The Research & Experimentation tax credit, also referred to as “R&E” or “research” tax credit, is designed to incentivize companies to invest in people and technology that can lead to growth in revenues and profitability, as well as to promote job retention and expansion.  These credits focus on qualified wages, supply costs, and contract research. 

When first enacted in the 1980s the R&E credit was available only to companies that fit the more traditional definition of research, including those in pharmaceutical and defense-related industries.  This was because of a requirement called the “Discovery Test,” which stipulated that the research had to expand or refine the level of knowledge within the particular industry wherein the research was being conducted.  This level of innovation was so strict that a patent or at least a patent application usually was required to demonstrate the achievement of the threshold for this definition of research.

In 2004, the discovery test was removed1, and since then the requirement for the credit is only for the innovation to be new to the company, meaning that metalcasters can take advantage of the R&E tax credit using technologies that may have been available for many years. Companies in industries not previously thought to be eligible for the R&E tax credit now can realize these benefits. 

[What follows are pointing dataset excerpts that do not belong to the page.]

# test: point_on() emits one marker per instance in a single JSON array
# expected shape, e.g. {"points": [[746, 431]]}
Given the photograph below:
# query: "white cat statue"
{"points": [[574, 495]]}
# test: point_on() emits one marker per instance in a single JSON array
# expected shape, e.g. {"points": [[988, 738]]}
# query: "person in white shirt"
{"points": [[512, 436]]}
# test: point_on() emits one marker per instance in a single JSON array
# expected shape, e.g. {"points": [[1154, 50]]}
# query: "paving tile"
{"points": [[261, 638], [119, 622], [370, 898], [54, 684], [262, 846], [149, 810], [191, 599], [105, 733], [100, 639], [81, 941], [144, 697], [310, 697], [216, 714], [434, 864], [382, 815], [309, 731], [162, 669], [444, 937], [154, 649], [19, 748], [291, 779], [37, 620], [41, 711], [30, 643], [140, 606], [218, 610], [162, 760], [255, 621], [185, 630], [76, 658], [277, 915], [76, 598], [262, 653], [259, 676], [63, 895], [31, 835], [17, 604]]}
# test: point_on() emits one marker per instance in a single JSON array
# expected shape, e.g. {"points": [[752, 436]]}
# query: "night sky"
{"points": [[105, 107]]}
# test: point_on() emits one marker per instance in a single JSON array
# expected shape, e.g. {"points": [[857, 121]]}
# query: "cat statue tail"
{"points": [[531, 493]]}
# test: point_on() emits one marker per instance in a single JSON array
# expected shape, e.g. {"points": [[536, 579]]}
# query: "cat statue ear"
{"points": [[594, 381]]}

Identifying Qualified Projects — Now, projects must pass what is referred to as the “four-part” test to be eligible for the R&E tax credit. The four parts are:
1. The “business component” test: the projects can be a product, process, formula, technique, software, or invention;
2. The “uncertainty” test: this requirement is met if at the outset of the project there is uncertainty as to the capability of the method (process) for developing or improving the business component, or of the appropriate design of the product;
3. The “technological information” test: the research conducted must fundamentally rely on the physical or biological sciences or on the engineering disciplines;
4. The “process of experimentation” test: substantially all of the activities designated as qualified must involve a process of experimentation.  Examples of acceptable forms of experimentation include modeling, simulation, or systematic trial and error.

According to the regulations governing the R&E tax credit2, the time associated with the development and improvement of the manufacturing processes for qualified projects can be claimed for the credit. This time is related to the wages of the employees engaged, supervising, or supporting these activities, a percentage of which is returned to the taxpayer as a credit. Examples of these types of activities include development of gating and risering systems for new castings, improvement of foundry processes, such as coremaking, molding, and melting; and experimentation with different binders, refractories, and alloying materials.